Prove the solutions to $ax+by=c$

Question

I have this math question, that I'm kind of stuck on.

Consider the equation $a x + b y = c$, for some non-zero integers $a, b$ and $c$. Suppose that $x = x_1, y = y_1$ is an integer solution to the equation $ax + by = c$.

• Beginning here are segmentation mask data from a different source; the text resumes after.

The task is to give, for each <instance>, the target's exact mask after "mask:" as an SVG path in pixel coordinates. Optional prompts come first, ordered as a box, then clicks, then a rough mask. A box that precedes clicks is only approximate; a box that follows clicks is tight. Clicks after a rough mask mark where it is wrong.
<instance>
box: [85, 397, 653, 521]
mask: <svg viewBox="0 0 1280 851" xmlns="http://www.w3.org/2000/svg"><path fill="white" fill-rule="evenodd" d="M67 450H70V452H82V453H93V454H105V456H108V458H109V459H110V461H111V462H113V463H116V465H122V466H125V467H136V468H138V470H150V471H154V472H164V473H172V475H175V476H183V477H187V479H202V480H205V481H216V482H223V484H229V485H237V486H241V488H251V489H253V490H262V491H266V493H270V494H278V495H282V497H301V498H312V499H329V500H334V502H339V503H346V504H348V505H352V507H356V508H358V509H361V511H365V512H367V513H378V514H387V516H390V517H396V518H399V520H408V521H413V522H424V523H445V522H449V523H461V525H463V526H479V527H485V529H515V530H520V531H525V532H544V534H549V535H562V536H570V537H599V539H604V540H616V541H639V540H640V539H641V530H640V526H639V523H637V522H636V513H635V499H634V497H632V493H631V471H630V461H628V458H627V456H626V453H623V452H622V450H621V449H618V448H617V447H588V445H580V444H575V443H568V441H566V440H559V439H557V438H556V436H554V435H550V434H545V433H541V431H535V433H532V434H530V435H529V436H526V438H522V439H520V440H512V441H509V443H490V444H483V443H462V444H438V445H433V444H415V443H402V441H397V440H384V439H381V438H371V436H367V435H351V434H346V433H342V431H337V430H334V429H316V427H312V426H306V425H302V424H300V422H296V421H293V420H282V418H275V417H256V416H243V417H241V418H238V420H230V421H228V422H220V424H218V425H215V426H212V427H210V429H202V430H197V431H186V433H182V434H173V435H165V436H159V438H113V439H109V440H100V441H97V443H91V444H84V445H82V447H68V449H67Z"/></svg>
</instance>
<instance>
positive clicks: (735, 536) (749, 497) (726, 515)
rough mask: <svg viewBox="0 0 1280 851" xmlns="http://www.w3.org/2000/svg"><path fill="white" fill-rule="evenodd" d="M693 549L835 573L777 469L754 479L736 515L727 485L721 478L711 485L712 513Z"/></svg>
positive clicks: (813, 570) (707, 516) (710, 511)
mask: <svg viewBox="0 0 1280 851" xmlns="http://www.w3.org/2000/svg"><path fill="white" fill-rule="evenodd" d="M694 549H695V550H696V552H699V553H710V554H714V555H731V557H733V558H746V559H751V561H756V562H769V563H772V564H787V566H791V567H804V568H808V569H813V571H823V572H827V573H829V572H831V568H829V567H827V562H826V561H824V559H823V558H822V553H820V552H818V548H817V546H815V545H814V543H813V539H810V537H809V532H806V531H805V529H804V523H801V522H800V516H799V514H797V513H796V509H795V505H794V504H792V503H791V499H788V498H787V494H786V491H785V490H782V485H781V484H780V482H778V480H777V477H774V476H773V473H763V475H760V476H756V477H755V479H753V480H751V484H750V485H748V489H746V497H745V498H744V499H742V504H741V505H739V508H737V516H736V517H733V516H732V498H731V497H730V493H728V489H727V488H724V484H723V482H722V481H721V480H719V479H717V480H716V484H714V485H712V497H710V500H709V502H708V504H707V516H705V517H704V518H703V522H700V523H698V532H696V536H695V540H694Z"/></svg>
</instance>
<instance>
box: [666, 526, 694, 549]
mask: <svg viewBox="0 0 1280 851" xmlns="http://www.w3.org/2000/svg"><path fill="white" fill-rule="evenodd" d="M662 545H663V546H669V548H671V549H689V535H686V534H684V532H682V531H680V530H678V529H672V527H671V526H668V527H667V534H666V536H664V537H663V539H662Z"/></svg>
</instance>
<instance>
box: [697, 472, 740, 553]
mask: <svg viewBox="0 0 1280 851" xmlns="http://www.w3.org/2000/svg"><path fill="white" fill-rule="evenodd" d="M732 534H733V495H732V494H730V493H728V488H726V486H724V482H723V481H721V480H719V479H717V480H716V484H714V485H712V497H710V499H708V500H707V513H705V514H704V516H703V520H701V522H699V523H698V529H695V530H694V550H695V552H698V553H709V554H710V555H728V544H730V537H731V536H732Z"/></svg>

It is know that if $x, y$ is an integer solution to the homogeneous equation $a x + by = 0$, then $$ x = \frac{b}{\gcd(a,b)} k, y= - \frac{a}{\gcd(a,b)} k, \text{ for some integer } k. $$ Use this fact to show that if $x=x_2, y=y_2$ is another solution to the equation $a x + b y = c$, then $$ x_2 = x_1+ \frac{b}{\gcd(a,b)}k, y_2=y_1 - \frac{a}{\gcd(a,b)}k, \text{ for some integer } k. $$

I'm not sure how to start this. Would I just plug in $x_2$ and $y_2$ for $x$ and $y$? Thanks

Answer 1

Hint:

$$ ax_2+by_2=c=ax_1+by_1\Rightarrow a(x_2-x_1)+b(y_2-y_1)=0 .$$

Answer 2

$$ax_2 + by_2 = c= ax_1 + by_1 ⇒ a(x_2 −x_1 )+b(y_2 −y_1 )=0.$$

$$a(x_2-x_1)= -b(y_2-y_1)$$ Divide by $g=(a,b)$ to get $$\frac{a}{g}(x_2-x_1)=-\frac{b}{g}(y_2-y_1)$$

Since $(\frac{a}{g},\frac{b}{g})=1$, we have $$\frac{a}{g} \mid (y_2-y_1)$$

The rest is straightforward.